Answer: Unfortunately, I am not certain if you have a pepper plant (the vegetable pepper) or if you have one of several woody plants commonly called a "pepper tree." But, in general dropping leaves could indicate a pest or disease problem or under or overwatering.
Watering is a fairly common problem with container and with garden plants. The soil should be kept slightly moist like a wrung out sponge, not sopping wet and not dried out. With container plants, there should be a working drainage hole in the bottom of the pot to allow excess water to escape. If there is a saucer under the pot, empty it after watering the plant. How often to water will depend on the weather, the size of the pot in relation to the plant, and on the soil mix. Use your finger to dig into the soil and check it. If it is still damp, do not water yet. Do not wait so long between waterings that your plant wilts. When you water, make sure it is soaking into the soil and not running out between the soil and side of the container.

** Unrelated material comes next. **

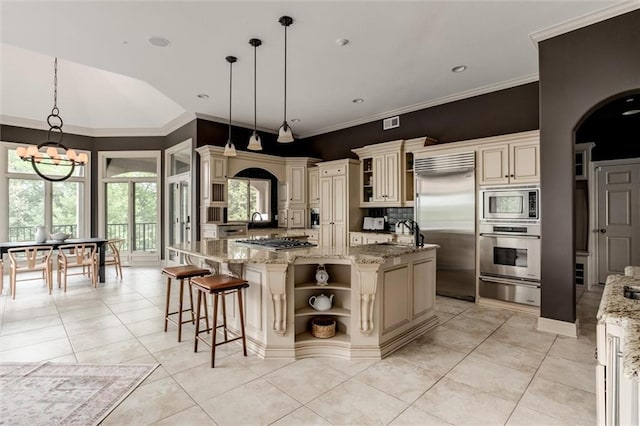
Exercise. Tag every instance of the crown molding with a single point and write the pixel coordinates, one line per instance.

In the garden, you may need to water occasionally to supplement rain. Again, use your finger to check the soil. If it is still damp, do not water yet. When you do water, water slowly and deeply so it soaks down to the deeper roots. Apply it slowly at the soil surface and avoid wetting the foliage. It is better to water less often but deeply than to sprinkle lightly every day. After watering, wait a few hours and then dig down to see how far the water soaked in; sometimes it can be surprising.
If you do not think watering is the problem, I would suggest you consult with your local Cornell extension and see if they can help you diagnose the problem and suggest what to do for your plant. I'm sorry I can't be more specific long distance.